HOME

Achimowitz: Ein Mann sagt ja zur Überstunde

Der überzeugte Angestellte Achimowitz arbeitet in der Abteilung "Sonstiges" eines modernen Mischkonzerns. Ab sofort gibt es bei stern.de jeden Tag einen Büro-Cartoon aus seinem Leben.

Sinnlose Aufgaben, faule Kollegen, inkompetente Chefs - super, meint der Optimist Achimowitz aus der Abteilung "Sonstiges" eines modernen Mischkonzerns, denn er kennt keine Probleme sondern nur "spannende Herausforderungen".

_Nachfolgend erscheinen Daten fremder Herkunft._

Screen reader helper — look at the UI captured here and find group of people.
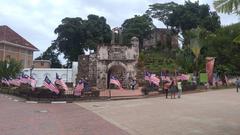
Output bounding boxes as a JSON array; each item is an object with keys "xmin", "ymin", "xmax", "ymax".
[{"xmin": 163, "ymin": 78, "xmax": 182, "ymax": 99}]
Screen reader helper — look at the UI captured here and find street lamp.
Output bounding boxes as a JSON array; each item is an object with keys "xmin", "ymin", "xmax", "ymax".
[{"xmin": 30, "ymin": 65, "xmax": 34, "ymax": 76}]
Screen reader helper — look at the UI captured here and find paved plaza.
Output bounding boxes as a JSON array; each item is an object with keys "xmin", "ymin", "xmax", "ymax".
[
  {"xmin": 77, "ymin": 89, "xmax": 240, "ymax": 135},
  {"xmin": 0, "ymin": 94, "xmax": 128, "ymax": 135},
  {"xmin": 0, "ymin": 89, "xmax": 240, "ymax": 135}
]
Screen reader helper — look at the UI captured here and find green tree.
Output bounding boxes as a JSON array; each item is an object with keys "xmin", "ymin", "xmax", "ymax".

Mit Hingabe besucht der überzeugte Angestellte Achimowitz endlose Meetings - weil Kommunikation immer zu irgend was gut ist. Er ist überzeugt von der Weisheit seiner Vorgesetzten - trotz gegenteiliger Aktenlage. Achimowitz entdeckt die versteckten Vorteile in tiefroten Zahlen und arbeitet begeistert für den Papierkorb. Woher das kommt? Noch in der schlimmsten Krise glaubt der Überstunden-Fan an die hochtrabenden Ideale aus der edlen Firmenbroschüre - gerade auch die menschlichen -, und aus tiefster Überzeugung sagt er ja zur Überstunde.

Achimowitz – täglich exklusiv bei stern.de

Bei stern.de erscheint jeden Tag ein neuer Cartoon mit der neuen Kultfigur für jeden, der seinen Bürojob zugleich liebt und hasst. Und tun wir das nicht alle?

Zum täglichen Cartoon...

Der Cartoonist und Schriftsteller Achim Schwarze

Achim Schwarze, der Erfinder von Achimowitz, kennt die Welt seines gutmütigen Helden aus erster Hand: Nach einer ersten Karriere als Bestseller-Autor (z.B. "Dünnbrettbohrer in Bonn – aus den Dissertationen unserer Elite" sowie 30 weitere Titel) hat er fast zehn Jahre lang als Unternehmensberater und Manager für Banken und Media-Unternehmen gearbeitet. "Das moderne Büro ist eine wunderbare Welt für sich", sagt Schwarze. "Ich liebe diese Mischung aus Familie und Haifischbecken, diese Melange aus Ordnungswahn und Alltagschaos - schon weil sie nie langweilig wird."

Schwarze hat die Welt der Büros hinter sich gelassen und widmet sich inzwischen, ganz entspannt und ohne Krawattenzwang, ausschließlich seinen Cartoons und Büchern. "Ich habe meine 60-Stunden-Woche erfolgreich auf 50 Stunden reduziert." Im Sommer arbeitet er in Berlin, im Winter steht sein Schreibtisch inmitten einer Zimtplantage in Sri Lanka. Anstatt am nahegelegenen Strand unter Palmen gemütlich Cocktails zu schlürfen, geht er lieber seinem Hobby nach: "Arbeiten."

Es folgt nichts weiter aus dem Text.